Fathan mencibir, "Lo udah berani bilang Anda-Anda ya ke gue!" melihat Joheng kembali cengengesan Fathan bertambah kesal.

"Gue, kan juga majikkan lo!" tambah Fathan sambil menyilang tangannya di depan dada.

"Wah, beda lagi atuh. Itu mah kalau di rumah, sekarang teh, kan bukan sedang di rumah." balas Joheng, bahasa daerahnya tidak pernah tertinggal.

Meski sering diejek oleh Fathan, "Bund, kok cari Supir keluarga kayak gini sih? Kampungan banget!" yang ucapan pedasnya selalu terngiang di kepala Joheng namun Joheng mencoba hilang ingatan supaya ngga sakit hati. Joheng mencoba sabar. Joheng memang dari Kampung, namun cara kerjanya seperti orang Kota yang terlatih. Sempurna dan Professional. Itulah keunggulan yang Joheng punya. Yang tidak pernah dilirik oleh Fathan.

"Bawain barang-barang gue!" ucap Fathan lalu memegang pintu kemudi untuk keluar.
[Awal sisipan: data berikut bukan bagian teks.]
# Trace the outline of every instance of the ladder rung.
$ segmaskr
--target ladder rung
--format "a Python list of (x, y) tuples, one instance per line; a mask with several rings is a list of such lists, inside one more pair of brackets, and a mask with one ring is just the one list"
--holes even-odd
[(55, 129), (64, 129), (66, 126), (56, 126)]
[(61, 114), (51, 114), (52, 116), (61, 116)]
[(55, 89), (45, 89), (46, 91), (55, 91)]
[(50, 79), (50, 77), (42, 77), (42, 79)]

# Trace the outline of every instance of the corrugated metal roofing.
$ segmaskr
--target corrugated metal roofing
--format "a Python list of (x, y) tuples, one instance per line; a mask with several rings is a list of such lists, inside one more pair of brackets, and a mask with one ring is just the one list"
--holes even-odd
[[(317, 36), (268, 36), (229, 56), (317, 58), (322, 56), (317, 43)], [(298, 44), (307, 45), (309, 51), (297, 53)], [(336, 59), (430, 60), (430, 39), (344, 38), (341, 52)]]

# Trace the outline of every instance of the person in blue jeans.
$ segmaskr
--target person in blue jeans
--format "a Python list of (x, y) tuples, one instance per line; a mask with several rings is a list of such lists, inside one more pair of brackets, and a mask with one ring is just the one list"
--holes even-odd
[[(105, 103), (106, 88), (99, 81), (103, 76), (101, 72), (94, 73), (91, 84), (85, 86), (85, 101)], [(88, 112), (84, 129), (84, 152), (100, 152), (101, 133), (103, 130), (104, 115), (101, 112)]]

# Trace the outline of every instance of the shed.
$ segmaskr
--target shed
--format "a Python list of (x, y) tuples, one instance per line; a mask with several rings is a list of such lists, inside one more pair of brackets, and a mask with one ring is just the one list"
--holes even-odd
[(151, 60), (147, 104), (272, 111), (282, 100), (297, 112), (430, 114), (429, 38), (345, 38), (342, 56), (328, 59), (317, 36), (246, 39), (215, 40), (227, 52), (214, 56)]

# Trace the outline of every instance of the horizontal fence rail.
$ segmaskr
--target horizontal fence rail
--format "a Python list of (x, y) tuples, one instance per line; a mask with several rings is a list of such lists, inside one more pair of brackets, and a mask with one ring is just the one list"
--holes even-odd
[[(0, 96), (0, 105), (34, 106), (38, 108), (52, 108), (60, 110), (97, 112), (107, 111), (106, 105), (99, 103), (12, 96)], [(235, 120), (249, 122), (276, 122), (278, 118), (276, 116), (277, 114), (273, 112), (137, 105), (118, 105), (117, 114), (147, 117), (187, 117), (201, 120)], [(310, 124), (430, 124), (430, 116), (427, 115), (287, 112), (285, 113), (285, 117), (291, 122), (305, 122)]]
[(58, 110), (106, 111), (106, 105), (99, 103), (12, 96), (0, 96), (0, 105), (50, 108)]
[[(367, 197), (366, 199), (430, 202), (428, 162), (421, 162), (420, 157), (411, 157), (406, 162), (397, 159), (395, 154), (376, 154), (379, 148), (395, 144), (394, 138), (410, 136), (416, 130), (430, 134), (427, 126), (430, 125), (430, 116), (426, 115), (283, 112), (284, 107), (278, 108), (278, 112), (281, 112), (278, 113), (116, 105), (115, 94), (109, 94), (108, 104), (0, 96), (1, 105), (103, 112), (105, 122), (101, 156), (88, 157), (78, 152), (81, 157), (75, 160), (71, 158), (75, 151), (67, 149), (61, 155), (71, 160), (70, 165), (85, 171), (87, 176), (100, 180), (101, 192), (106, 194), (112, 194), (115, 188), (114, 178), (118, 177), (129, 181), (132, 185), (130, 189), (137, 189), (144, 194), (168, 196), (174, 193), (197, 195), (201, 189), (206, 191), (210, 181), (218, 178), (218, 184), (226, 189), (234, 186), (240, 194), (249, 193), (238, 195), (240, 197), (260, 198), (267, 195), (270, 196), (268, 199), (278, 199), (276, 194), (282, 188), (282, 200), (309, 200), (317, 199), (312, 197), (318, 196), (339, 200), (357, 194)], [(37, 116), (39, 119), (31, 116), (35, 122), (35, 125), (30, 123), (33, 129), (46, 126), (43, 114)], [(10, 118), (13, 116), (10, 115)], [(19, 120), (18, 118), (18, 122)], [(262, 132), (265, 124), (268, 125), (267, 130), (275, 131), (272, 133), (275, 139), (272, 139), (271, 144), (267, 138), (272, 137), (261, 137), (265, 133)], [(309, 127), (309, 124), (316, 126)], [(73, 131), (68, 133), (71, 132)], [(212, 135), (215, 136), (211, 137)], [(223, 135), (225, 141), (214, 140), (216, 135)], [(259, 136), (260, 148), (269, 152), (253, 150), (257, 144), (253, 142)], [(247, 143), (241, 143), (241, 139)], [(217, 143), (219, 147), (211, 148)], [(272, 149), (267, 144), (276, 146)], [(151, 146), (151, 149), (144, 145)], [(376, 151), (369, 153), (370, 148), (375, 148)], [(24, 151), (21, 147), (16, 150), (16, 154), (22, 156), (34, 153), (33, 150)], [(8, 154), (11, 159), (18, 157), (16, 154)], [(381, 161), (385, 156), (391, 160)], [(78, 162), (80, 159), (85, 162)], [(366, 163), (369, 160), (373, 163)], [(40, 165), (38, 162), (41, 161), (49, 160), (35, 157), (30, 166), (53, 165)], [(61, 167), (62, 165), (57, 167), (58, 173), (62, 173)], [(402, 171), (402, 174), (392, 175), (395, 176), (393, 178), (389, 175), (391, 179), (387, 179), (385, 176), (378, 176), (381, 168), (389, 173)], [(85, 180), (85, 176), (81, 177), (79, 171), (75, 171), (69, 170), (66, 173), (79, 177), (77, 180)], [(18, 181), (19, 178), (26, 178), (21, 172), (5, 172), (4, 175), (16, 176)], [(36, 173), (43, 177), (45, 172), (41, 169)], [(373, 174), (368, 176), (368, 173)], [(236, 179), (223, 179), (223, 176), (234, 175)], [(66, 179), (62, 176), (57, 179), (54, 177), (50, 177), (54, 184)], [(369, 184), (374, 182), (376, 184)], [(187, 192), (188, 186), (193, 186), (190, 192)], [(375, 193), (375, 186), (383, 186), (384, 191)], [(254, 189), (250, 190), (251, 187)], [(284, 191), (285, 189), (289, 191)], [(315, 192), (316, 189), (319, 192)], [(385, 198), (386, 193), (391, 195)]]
"Silakan ...." Joheng memang ikut turun , tapi Supir itu hanya membuka bagasi mobil tanpa mengambil seluruh isi di dalamnya.

"Membawakan barang-barang termasuk perilaku tidak mandiri." jelas Joheng tersenyum ramah.

"Ck! Lo—beneran nurut sama Bunda gue ya?!" Fathan setengah marah. Asap emosi mulai mengepul di atas kepalanya.

"Bekerja sama dengan beribadah. Beribadah tidak boleh setengah-setengah harus sepenuh hati. Karena saya dilarang membawakan semua ini oleh majikkan saya, maka Anda harus membawanya sendiri." kata Joheng lagi kali ini Joheng mundur dua langkah memberi ruang untuk Fathan agar segera mengambil barang-barangnya sendiri.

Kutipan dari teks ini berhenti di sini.